Dire que les pasteurs ne doivent pas se mêler de la politique serait perdre de vue que la politique peut être lue comme un processus collectif d’échange de stratégies, de tactiques, de moyens et de paroles
Dire que les pasteurs ne doivent pas se mêler de la politique serait perdre de vue que la politique peut être lue comme un processus collectif d’échange de stratégies, de tactiques, de moyens et de paroles ; le lieu de la production des actions et des interactions dans le respect des différences et du conflit non meurtrier en vue de bâtir, le mieux que l’on peut, une cité du »bien-vivre » essayant de répondre en permanence aux questions »basiques », locales. Vue comme un processus collectif, la politique ne peut, d’emblée, exclure certains membres appelés à participer à l’édification de la cité.

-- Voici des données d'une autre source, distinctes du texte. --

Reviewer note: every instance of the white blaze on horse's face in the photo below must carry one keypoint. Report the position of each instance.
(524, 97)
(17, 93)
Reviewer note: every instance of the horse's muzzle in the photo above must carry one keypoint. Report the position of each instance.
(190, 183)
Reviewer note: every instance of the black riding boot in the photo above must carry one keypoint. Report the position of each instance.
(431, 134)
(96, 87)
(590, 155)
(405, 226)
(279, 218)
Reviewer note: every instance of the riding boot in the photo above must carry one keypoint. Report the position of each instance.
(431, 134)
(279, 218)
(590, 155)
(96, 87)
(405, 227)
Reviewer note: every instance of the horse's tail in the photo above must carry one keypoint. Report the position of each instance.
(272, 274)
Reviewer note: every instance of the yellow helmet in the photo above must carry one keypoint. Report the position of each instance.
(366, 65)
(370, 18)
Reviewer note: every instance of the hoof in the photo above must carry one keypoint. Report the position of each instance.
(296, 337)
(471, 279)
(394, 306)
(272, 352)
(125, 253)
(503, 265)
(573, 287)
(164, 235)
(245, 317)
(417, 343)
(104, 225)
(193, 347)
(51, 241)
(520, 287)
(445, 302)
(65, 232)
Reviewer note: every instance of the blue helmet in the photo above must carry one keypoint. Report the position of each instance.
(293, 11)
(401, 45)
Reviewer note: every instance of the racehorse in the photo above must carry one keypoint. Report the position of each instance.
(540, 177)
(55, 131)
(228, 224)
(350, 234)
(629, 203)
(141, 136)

Souvent, les pasteurs refusent de se plier à cette exclusion en s’inscrivant dans la tradition prophétique. Ce faisant, ils se mêlent de ce qui ne devrait pas les concerner, selon la tendance politicienne susmentionnée. Ils enseignent que des remises en questions peuvent être des lieux ouvrant la politique aux problématiques qui en étaient exclues. La question de la sorcellerie semble en être une.
Longtemps après le groupe Amos, un pasteur parle
Au Kongo-Kinshasa, un collectif réunissant fidèles et pasteurs, le groupe Amos, a participé activement à la remise en question de la politique de Mobutu avant sa chute. Il s’inscrivait effectivement dans la dynamique de l’engagement prophétique au nom de la libération et de l’émancipation des masses kongolaises asservies et assujetties.
Dernièrement, à Mbuji-Mayi, un pasteur a osé aller dans le même sens en décriant « les politiciens sorciers ». Un extrait de la vidéo contenant son message est édifiant. En voici plus ou moins la transcription : « Même dans le gouvernement kongolais, il y a des sorciers. Comment expliquer que les soldats au front, baza ne nzala, mais un ministre azo yiba plus de 600.000 dollars. Landa ngai. Kokanisa te que ba ndoki, misala na bango ya mabe ezalaka kaka na batu oyo ya pasi. Non. Même dans le gouvernement, même dans l’assemblée nationale, il y a des sorciers. Papa Fortunat, oyo mandat esilaki, ba députés ba voté loi nini oyo ezo sunga mboka ? (Pesa) Moko kaka ? Et ils gagnent 21000 dollars par mois. Après aye na ba tricots ya 2000 (FC), tozo landa ye na sima, azo kabola ba 2000(FC). Abanda kozua ba 21000 dollars. Tu ba kiti ya plastique mpo ba corrompre même ba pasteurs. Misala ya kindoki ezali na niveau top na Kongo. Moto epanza yango. Même baye bazali ko exercer yango bapanzana. Dernièrement, un ministre des finances, c’est prouvé que ayibi (…). Tal ngai awa. Soki ndeko nayo azalaka ministre, yebisa ye : « Bino boza bandoki ya Kongo. Bino bozo loka Kongo. » »
Des politiciens sorciers
Des politiciens sorciers. Qu’est-ce que cela pourrait bien vouloir signifier ? Habituellement, au Kongo-Kinshasa, les sorciers sont supposés appartenir aux milieux défavorisés, appauvris, précarisés, aux milieux des »batu ya pasi » (des gens qui souffrent, qui tirent le diable par la queue). A quoi sont-ils reconnus ? A leurs oeuvres maléfiques( misala na bango ya mabe). Or, constate ce pasteur, même au gouvernement, même à l’assemblée nationale, il y a des politiciens dont les oeuvres sont maléfiques. Ils détournement l’argent,beaucoup d’argent, pendant que les militaires au front ont faim. En d’autres termes, ces politiciens participent du « mal être », du « mal vivre », du »mal vivre-ensemble » dans la mesure où ils volent l’argent qui devrait être utilisé afin que la guerre, à l’Est du pays, prenne fin et que le bonheur collectif partagé soit, tant soit peu, au rendez-vous. Donc, le dénominateur commun entre « les batu ya pasi » et certains politiciens kongolais, ce sont les oeuvres maléfiques préjudiciables pour »le bien-vire-ensemble’. Désormais, parler des sorciers ne devrait pas se rapporter tout simplement aux »bato ya pasi ». Cela devrait aussi viser les « bato du pouvoir« .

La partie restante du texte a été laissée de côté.